I’m Writing A Novel’ was a country rock rouser then the compact delight of ‘Chateau Lobby #4…’ had the crowd singing. And plenty more…
It was a great show, one of the best I have seen at The Junction in a long while.
The Ukrainians returned to Cambridge on a Monday bank holiday evening in the intimate setting of Junction J2. Singer-songwriter Ellie Jamison opened the show, performing heartfelt songs with her pure natural voice and gently played acoustic guitar, accompanied by subtle percussion. The set was well received, with her warm and engaging personality evident in her asides to the audience, but the numbers in the venue were few at this point so it was difficult to create much of an atmosphere, until the final more up-tempo track.
In 1991 The Ukrainians were founded by ex-Wedding Present guitarist Peter Solowka and violinist and singer Len Liggins. Quickly establishing a reputation for frenetic live shows they have continued to record and tour. Always singing in ukrainian, with a mixture of traditional folk and rock instruments they have appeal across many genres. During their career they have occasionally recorded versions of some cult rock classics such as an early EP of four Smiths songs. Now their latest project is a new album ‘A History Of Rock Music In Ukrainian’ with a tour featuring tracks from it…

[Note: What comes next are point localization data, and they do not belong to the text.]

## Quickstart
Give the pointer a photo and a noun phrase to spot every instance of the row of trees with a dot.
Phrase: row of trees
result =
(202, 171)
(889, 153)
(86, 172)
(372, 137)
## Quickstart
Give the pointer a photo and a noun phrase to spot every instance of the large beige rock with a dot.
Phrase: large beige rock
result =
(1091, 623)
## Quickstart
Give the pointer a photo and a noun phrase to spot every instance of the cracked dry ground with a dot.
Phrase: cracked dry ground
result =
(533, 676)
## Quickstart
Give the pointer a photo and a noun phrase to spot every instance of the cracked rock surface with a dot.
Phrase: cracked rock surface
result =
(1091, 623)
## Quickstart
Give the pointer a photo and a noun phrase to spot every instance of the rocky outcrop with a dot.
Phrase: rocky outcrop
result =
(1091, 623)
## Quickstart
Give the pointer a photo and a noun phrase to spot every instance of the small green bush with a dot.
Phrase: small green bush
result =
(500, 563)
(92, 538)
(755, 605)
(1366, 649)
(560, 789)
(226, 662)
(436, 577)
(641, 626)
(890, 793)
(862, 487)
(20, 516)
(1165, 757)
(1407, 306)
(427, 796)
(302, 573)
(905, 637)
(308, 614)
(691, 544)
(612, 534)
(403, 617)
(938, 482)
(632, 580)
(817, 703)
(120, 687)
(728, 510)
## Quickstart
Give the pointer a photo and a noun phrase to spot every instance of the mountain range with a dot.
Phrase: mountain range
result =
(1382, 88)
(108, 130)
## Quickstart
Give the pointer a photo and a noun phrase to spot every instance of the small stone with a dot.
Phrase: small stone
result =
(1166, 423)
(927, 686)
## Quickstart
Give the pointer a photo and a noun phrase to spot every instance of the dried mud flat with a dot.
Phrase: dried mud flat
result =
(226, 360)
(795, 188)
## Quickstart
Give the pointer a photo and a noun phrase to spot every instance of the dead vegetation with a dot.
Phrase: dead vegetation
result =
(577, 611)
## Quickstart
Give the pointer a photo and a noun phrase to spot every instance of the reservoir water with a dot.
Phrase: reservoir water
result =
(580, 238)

Chronologically and thematically random, ‘I Predict A Riot’, ‘Psycho Killer’, ‘Venus In Furs’ and ‘The Model’ all work really well and who can resist ‘Smells Like Teen Spirit’ with an accordion break or ‘Hound Dog’ accelerating from slow blues to full speed blast. When all six musicians are in full flight the combination of guitar, mandolin, bass, drums, violin, accordion, unidentified pipes and vocals is unstoppable, a bit like The Pogues in their heyday (and still now, see my review from last year…). Western music does not in general get gradually faster over the duration of the song, but it is an infectious and addictive rush when it does.
I missed some of their more ‘traditional’ and much-loved songs (with lyrics about crows, bread and lost donkeys?), but I like the idea that they are trying something a bit different on this tour.